The basic reason that the holidays move around this way is that the
Torah indicates specific seasons for the holidays. Passover is “Chag
Ha’Aviv” which is the Springtime Holiday, and Shavuot is “Chag
Ha’Katzir” which is the Harvest Holiday. So our holidays are intrinsically
related to the seasons of the year.
And they all revolve around food. You know the joke- what’s the
basis of every Jewish holiday? They tried to kill us, we won, let’s eat! But
the major festivals, Pesach, Shavuot, and Sukkot, are literally tied to food.
Rosh Hashanah and Yom Kippur, while major holidays to us, were barely
mentioned in the Torah. Rosh Hashanah isn’t mentioned by name, only as a
Yom Teru’ah- a day for sounding the shofar. And while Yom Kippur is
mentioned by name, we are only told V’INITEM ET NAFSHOTEICHEM-
you shall “afflict” yourselves on that day. What kind of affliction is not
given, so while we assume it meant fasting, it may simply mean turning off
your cell phone for 24 hours!
But the Torah repeatedly refers to the three Festivals, and perhaps the
biggest one is coming on the heels of the High Holy Days. Sukkot is the
beginning of the planting season in the Middle East. Winter is the rainy
season, and without rain there are no crops, and without crops there is no
food. That’s why the second paragraph of the Shema warns that if we don’t
follow God’s commands, the rains will not come and we will all perish.
So in ancient times our ancestors prayed for rain. They took the lulav
and etrog and made processions around the Temple shaking the lulav and
reciting poems known as Hosha’not. While most Jews don’t know what
Hosha’na means, many Christians are familiar with the Anglicized term,
Hosanna. Hosanna in Christian usage is often a jubilant shout. But the
original Hebrew is actually two words, Hosha and Na, which means, “Please
save us”. In the context of doing an ancient rain dance with lulav and etrog

marching around the Temple just before planting takes place, the connection
between salvation and rain is apparent. The salvation was quite literal, not
spiritual. It was a request for life to continue, which could only happen if the
rains came to water the crops.
Since Sukkot is hardly celebrated outside of Orthodox circles these
days, reciting the Hoshanot in Temple is not familiar to many of us. The
closest liturgical prayer in which we ask for life would be the Unetaneh
Tokef we say on Rosh Hashanah and Yom Kippur, asking God to inscribe us
in the Book of Life. But traditional Judaism still sees Sukkot as the ultimate
time for such a request, tied as it is to the land and the produce of the farm.

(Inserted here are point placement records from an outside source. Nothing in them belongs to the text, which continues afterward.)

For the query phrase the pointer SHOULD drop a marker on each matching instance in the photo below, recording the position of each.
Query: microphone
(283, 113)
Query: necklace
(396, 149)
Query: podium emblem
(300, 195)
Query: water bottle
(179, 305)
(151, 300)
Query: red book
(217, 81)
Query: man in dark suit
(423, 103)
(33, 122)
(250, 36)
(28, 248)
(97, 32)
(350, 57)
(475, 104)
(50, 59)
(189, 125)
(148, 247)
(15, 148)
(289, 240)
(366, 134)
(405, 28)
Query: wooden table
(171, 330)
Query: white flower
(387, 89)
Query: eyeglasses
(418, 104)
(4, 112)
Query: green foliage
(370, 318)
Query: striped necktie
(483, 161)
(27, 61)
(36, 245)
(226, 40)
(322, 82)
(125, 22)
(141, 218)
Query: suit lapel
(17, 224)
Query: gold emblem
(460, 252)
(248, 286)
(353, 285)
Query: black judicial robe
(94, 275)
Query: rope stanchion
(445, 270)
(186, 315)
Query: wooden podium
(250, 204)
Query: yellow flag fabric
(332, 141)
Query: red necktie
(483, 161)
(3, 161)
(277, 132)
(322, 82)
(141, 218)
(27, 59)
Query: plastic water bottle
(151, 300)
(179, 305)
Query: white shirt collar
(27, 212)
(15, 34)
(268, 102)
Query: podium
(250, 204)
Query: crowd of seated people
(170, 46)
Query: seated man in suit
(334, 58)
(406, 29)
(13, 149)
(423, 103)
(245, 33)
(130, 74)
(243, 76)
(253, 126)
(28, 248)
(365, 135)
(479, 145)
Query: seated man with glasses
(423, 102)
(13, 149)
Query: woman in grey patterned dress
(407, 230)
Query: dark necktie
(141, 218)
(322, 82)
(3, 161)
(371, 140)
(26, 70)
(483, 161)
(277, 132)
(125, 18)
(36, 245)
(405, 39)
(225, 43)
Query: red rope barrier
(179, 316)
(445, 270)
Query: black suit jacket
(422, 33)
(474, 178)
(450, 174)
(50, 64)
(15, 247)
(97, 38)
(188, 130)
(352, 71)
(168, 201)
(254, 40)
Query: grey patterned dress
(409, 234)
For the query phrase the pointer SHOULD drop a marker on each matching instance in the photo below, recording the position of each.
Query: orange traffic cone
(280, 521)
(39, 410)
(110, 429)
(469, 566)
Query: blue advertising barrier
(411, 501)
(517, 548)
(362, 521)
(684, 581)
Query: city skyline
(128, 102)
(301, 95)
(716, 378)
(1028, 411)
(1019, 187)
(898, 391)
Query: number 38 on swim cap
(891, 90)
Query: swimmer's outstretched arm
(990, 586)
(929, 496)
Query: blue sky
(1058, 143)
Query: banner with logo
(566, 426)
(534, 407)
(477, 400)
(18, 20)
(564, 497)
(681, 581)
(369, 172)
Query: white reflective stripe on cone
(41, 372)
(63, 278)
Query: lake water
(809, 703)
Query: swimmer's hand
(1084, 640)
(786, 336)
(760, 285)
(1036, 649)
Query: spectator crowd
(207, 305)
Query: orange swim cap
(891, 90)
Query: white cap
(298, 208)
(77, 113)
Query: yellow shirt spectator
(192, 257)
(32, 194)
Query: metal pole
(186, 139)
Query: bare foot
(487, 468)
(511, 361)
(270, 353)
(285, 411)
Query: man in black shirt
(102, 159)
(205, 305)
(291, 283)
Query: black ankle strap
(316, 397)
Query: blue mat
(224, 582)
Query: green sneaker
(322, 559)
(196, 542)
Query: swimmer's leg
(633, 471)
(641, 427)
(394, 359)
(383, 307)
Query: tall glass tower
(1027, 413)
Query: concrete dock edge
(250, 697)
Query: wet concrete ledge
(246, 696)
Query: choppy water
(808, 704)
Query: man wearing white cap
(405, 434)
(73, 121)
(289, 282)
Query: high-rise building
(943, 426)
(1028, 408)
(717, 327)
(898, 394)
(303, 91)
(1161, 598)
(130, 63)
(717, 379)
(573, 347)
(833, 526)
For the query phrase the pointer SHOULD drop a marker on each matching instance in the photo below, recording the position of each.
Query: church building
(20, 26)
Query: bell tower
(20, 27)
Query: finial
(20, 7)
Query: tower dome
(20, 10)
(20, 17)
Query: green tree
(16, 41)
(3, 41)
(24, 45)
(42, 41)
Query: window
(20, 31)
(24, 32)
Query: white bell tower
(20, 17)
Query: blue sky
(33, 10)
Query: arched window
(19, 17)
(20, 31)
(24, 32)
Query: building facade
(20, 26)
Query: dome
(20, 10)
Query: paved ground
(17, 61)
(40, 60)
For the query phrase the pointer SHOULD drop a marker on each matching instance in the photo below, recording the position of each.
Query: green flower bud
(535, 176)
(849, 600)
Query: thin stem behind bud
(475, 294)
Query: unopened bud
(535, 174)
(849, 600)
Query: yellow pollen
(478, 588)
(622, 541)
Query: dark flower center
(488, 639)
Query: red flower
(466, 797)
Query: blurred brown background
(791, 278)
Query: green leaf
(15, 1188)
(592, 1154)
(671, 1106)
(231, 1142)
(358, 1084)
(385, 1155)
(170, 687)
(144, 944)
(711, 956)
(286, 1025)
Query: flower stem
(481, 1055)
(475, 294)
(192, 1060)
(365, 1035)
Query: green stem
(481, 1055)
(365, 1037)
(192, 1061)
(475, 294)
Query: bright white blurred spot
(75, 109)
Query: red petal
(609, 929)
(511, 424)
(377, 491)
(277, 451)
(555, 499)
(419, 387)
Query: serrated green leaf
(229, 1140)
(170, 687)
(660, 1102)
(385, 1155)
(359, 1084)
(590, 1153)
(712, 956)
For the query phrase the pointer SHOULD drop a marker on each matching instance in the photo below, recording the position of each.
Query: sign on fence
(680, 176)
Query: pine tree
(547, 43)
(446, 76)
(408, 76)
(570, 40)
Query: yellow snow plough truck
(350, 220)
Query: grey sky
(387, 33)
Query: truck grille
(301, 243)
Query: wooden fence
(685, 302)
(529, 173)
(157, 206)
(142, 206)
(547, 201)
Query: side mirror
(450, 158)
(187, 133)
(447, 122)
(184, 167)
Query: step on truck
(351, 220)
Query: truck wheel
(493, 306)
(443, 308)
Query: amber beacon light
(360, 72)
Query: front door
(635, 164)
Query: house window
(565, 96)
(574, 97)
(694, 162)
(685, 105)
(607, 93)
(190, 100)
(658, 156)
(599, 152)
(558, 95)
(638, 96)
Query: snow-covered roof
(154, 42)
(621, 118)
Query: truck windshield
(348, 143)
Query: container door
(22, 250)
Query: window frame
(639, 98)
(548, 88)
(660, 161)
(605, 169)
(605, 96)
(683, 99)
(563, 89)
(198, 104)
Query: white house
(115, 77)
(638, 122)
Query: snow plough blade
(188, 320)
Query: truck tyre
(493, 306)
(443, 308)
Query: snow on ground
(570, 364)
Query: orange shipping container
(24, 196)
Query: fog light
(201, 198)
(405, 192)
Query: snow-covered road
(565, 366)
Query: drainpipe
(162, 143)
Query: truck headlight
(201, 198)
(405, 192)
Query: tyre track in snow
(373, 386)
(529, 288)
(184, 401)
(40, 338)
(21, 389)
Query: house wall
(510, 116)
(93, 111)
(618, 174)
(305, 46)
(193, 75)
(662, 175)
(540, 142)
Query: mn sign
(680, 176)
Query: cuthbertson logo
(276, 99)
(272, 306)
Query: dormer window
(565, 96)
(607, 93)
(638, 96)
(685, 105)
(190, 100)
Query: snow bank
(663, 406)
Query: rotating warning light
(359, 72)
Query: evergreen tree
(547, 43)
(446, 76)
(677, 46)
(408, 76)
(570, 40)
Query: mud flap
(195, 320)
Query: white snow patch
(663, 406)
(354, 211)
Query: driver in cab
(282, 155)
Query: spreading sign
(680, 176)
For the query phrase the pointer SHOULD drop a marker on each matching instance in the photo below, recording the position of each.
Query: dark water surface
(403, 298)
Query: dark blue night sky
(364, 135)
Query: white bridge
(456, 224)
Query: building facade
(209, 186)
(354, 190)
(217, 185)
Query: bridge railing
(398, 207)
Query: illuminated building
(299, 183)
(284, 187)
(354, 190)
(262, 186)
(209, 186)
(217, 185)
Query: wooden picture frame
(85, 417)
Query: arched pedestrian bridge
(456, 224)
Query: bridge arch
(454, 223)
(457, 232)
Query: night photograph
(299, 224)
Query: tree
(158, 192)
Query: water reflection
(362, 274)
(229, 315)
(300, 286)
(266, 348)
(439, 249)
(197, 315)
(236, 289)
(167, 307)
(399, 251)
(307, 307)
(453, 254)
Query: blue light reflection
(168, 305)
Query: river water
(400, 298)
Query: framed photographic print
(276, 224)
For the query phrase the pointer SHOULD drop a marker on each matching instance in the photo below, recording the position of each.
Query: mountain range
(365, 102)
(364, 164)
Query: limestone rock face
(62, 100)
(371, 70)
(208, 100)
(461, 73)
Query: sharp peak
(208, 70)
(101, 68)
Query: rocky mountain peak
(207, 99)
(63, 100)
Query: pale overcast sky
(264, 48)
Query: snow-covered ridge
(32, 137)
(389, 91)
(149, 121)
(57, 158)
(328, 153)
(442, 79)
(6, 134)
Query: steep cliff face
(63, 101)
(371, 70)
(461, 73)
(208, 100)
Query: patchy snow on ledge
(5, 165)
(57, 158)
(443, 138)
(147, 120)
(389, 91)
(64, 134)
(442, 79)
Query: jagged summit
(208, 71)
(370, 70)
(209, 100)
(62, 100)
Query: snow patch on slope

And so the actual time for the closing of the gates, the sealing of our fate in
that Book of Life is not on Rosh Hashanah or Yom Kippur, but rather on the
last day of Sukkot, called Hoshanah Rabba, where we circle the Temple
seven times with seven poems asking Hosha Na- Please save us!
May this New Year be filled with blessings for you and your family!